# Can't boot Windows XP after installing FreeBSD



## Yoshi (Oct 17, 2009)

Hi, I'm new to FreeBSD. Just installed it on my hard drive to dual boot with windows XP. The problem I get is that when I try and select Windows XP from the boot menu it just sits there and does nothing. I get the boot menu:

F1 Win
F2 FreeBSD
F5 Drive 1

Drive 1 is another hard drive I have in the computer, no operating system on it. If I hit F2 FreeBSD boots just fine. If I hit F1 I just get a blinking cursor.

What should I do to get it to boot XP?


----------



## jb_fvwm2 (Oct 17, 2009)

IMHO the answer should be a FAQ.  
The answer (in the freebsd-questions list at least every
60 days) depends upon whether you accidentally overwrote
XP. If not, a simple procedure (not my expertise). I would
use BootIT or GAG though, as part of the dual boot.


----------



## GPF (Oct 17, 2009)

Well, I am assuming you did *not* save the partition entry of Windows XP (beg, size, C/H/S values etc) before the installation of FreeBSD. If you did, just fix it via fdisk -u /your/disk, from a FreeBSD console.

The problem with Windows XP is that sometimes, FreeBSD installation messes with its partition table entry in the MBR, thus rendering it unbootable. But there's hope! The most important thing to remember is to stay calm at all times and not do something hasty. Drink a beer, take a deep breath and let's try to fix it.
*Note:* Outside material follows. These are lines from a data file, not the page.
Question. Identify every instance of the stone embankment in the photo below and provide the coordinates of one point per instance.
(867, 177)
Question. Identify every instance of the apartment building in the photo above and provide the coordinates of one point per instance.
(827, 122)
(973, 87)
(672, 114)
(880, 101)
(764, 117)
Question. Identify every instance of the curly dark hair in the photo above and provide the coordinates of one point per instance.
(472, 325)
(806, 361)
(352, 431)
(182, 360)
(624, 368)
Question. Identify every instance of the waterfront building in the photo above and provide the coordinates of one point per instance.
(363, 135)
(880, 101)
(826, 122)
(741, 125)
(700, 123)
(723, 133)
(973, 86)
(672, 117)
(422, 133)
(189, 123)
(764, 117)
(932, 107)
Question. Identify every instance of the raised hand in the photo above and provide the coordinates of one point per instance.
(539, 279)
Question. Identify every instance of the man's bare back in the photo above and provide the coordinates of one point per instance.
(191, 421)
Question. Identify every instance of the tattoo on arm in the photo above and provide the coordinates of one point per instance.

You can check a program called testdisk which you can find via the following link http://www.cgsecurity.org/wiki/TestDisk

You can use this program to restore the entry of the Windows XP partition and hopefully, make it bootable again. If this doesn't work, let me know.


----------



## Oxyd (Oct 17, 2009)

This happened to me when I was experimenting with FreeBSD's bootmgr and trying to dual-boot with Vista.  For some reason, installing bootmgr cleared the bootable flag from the Windows slice and Windows didn't like that.  I booted a Fedora live CD, ran fdisk, gave the Win slice bootable flag and everything was working again.  (I used Linux fdisk because I don't really understand FreeBSD fdisk.)


----------



## Bunyan (Oct 17, 2009)

A Windows XP Recovery Console with a following *fixboot* won't help?


----------



## Yoshi (Oct 17, 2009)

GPF said:
			
		

> Well, I am assuming you did *not* save the partition entry of Windows XP (beg, size, C/H/S values etc) before the installation of FreeBSD. If you did, just fix it via fdisk -u /your/disk, from a FreeBSD console.
> 
> The problem with Windows XP is that sometimes, FreeBSD installation messes with its partition table entry in the MBR, thus rendering it unbootable. But there's hope! The most important thing to remember is to stay calm at all times and not do something hasty. Drink a beer, take a deep breath and let's try to fix it.
> 
> ...





Thanks! :beer This worked. The head value was 16 when it should have been 255 which was causing the problem. I'll make sure to remember about this next time I install FreeBSD


----------